Naquele tempo, Jesus costumava causar uma certa inquietação por onde passava, afinal tinha um discurso ousado e corajoso, dizendo em alto e bom som ser o filho de Deus. E isso tudo diante dos romanos, que exerciam o Poder na região. É de se imaginar que não era um homem comum. Mas toda a sua trajetória foi pautada por humildade, amor, paz, perdão e misericórdia, chegando até a incentivar que o fiel virasse a outra face quando lhe batessem na de cá. O Deus do Antigo Testamento não permitiria um desaforo desse. Seria castigo certo.  

 

Hoje os tempos são outros, não se vê mais profetas e líderes religiosos como antigamente. E a visita de Bento XVI ao Brasil é uma prova disso. Sua chegada é esperada aos moldes de um pop star. O Vaticano exige aposentos especiais; esculturas sacras que apodrecem há anos nos porões do Mosteiro de São Bento, em São Paulo, serão restauradas, palcos estão sendo montados e as televisões não falam de outra coisa.
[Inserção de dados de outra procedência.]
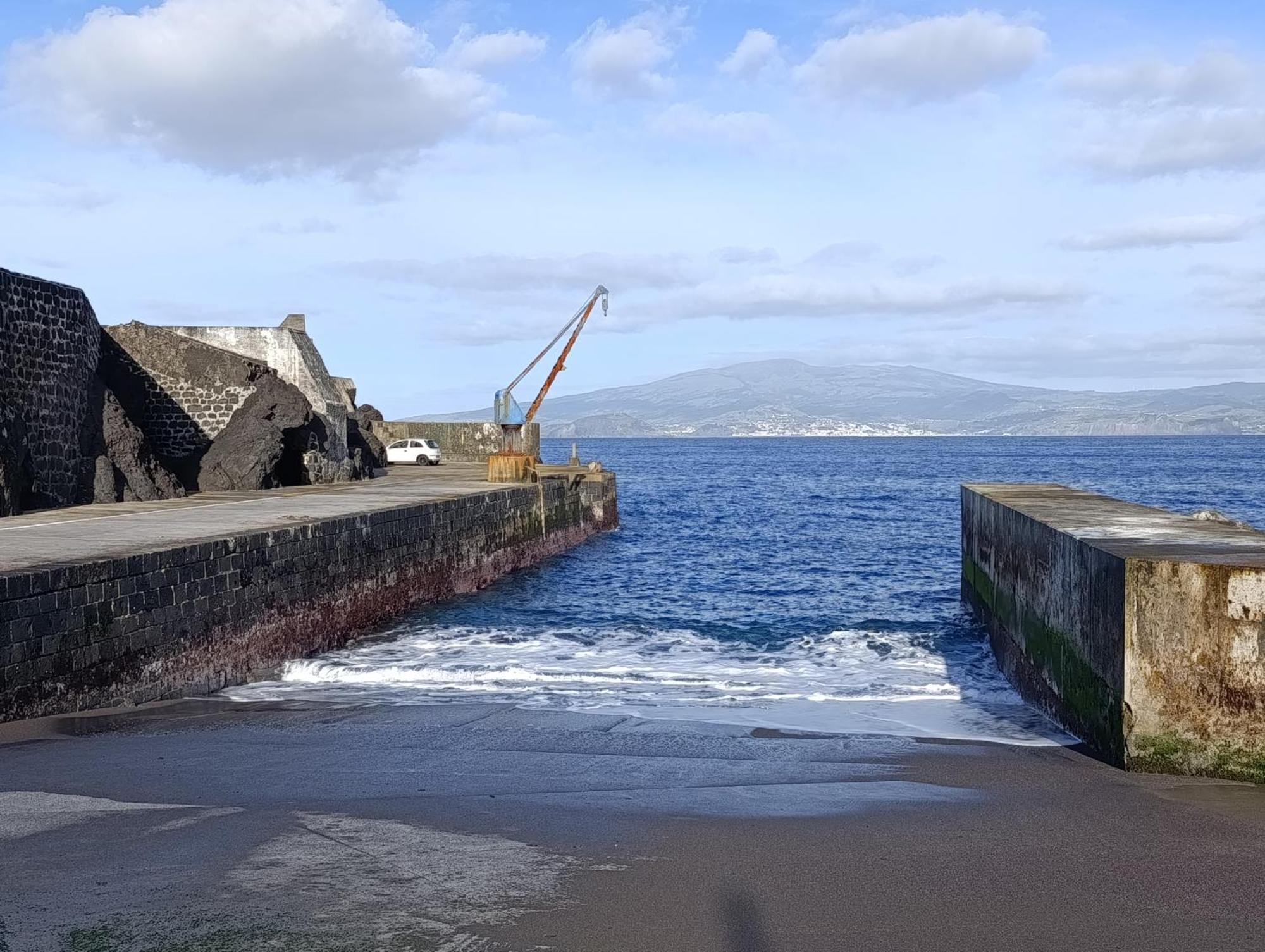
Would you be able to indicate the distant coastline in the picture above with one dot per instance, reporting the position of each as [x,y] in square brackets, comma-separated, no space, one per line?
[793,399]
Uma estrada por onde passará o Pontífice, que visitará uma fazenda de recuperação de viciados, será devidamente asfaltada, somente para recebê-lo. De luxos assim não gozava Jesus. Andava com sandálias humildes, túnica simples. Seu transporte era, no máximo, um jumento, mas somente em ocasiões especialíssimas.

 

Não se sabe se, com toda a tecnologia de que hoje dispomos, Jesus aceitaria, ou não, essas regalias. Creio que não. É de se levar em consideração que o Papa merece e tem o direito de se sentir protegido e tratado com decência.  Mas o certo é que toda essa pompa e todo esse esplendor parecem demais, exagerado e um tanto desproporcional para um líder de uma religião que costuma vangloriar os pobres e a pobreza.

 

*Dídimo Heleno Póvoa Aires – advogado e membro da Academia Palmense de Letras.